May 25 2022 |
Automating Azure Abuse Research — Part 1
Automating Azure Abuse Research — Part 1
Intro
Back in February of 2020 Karl Fosaaen published a great blog post about abusing Managed Identity (MI) assignments, specifically those assigned to a Virtual Machine running in Azure. Karl’s blog outlines the scenarios in which privilege escalation may be possible by first executing commands on the VM, then getting a token for the VM’s MI via the Instance Metadata Service (IMDS) token acquisition endpoint.
On May 15th, Marius Sandbu published a blog post where he talks about responding to an incident where a real adversary was abusing this exact scenario.
The scenario and PoC code Karl provided recently piqued my interest for a few reasons:
- Karl mentions in his post that executing commands on an Azure VM requires a certain role (Contributor or Owner). I want to understand this at a deeper level, especially with the possibility of people creating their own custom Azure roles.
- I want to audit the atomic permissions in Azure roles and validate which permissions actually result in allowing a POST action against the runCommand endpoint. It seems reasonable to assume the permission Microsoft.Compute/virtualMachines/runCommands/write would allow this while the permission Microsoft.Network/applicationGateways/start/action would not. I’m very uncomfortable with that assumption and want to prove those assumptions are correct.
- I want to know whether it’s possible to access the IMDS interface via the runCommand endpoint, retrieve a token for the VM’s MI, and then use that token somewhere else besides the VM (spoiler alert: it is).
Most critically, I want to know all of these things not just today, but in perpetuity. My primary interest is in introducing and maintaining highly accurate edges and nodes in the BloodHound graph. Microsoft makes changes to Azure constantly, and so if I want BloodHound to be accurate in the future, I need to know when Microsoft makes changes that necessitate changes to BloodHound’s graph model.
In this two-part series, I’ll show you start-to-finish my own process for automating this analysis.

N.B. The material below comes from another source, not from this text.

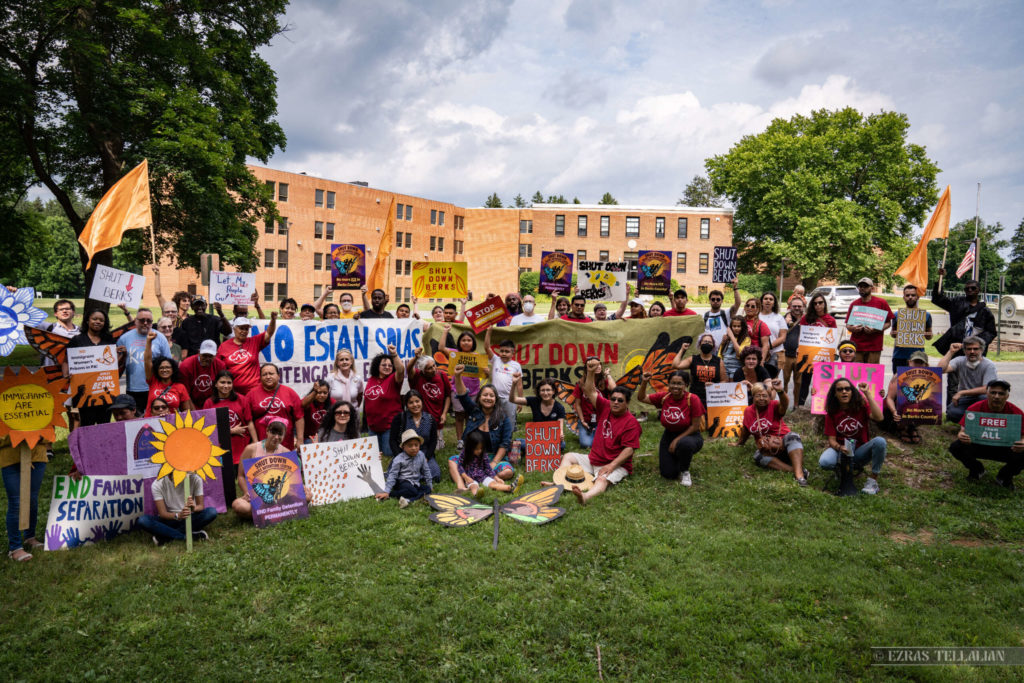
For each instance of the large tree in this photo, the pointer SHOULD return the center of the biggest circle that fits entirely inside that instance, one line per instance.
(92, 88)
(830, 193)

Porting GUI Functions to PowerShell
The first step is in designing and creating a lab environment to play with. We’ll go with a worst-case scenario and say the VM MI has been granted Global Admin:
Once this lab is built, we’re ready to explore the GUI and start porting the GUI’s actions into a more programmatic format (PowerShell is my go-to here). In the Azure portal GUI we will find the VM, click “Run Command”, select “RunPowerShellScript”, then do a simple “whoami” and watch what happens:
Easy enough. But what is the browser actually doing here? We can use the Chrome developer tools to see (thanks to Marius Solbakken for pointing this out in his 2020 blog post). Let’s run the command again and see if we can find the request where “whoami” is being sent… somewhere:
My next step is to port this browser request to PowerShell. This is super easy. We can just right click the request, click “Copy as PowerShell”, massage the clipboard content into a very simple PowerShell Invoke-RestMethod command, then run the command and observe the output in our terminal:
Wait a minute, where’s my output? Maybe if we check the response the browser got we can see it there?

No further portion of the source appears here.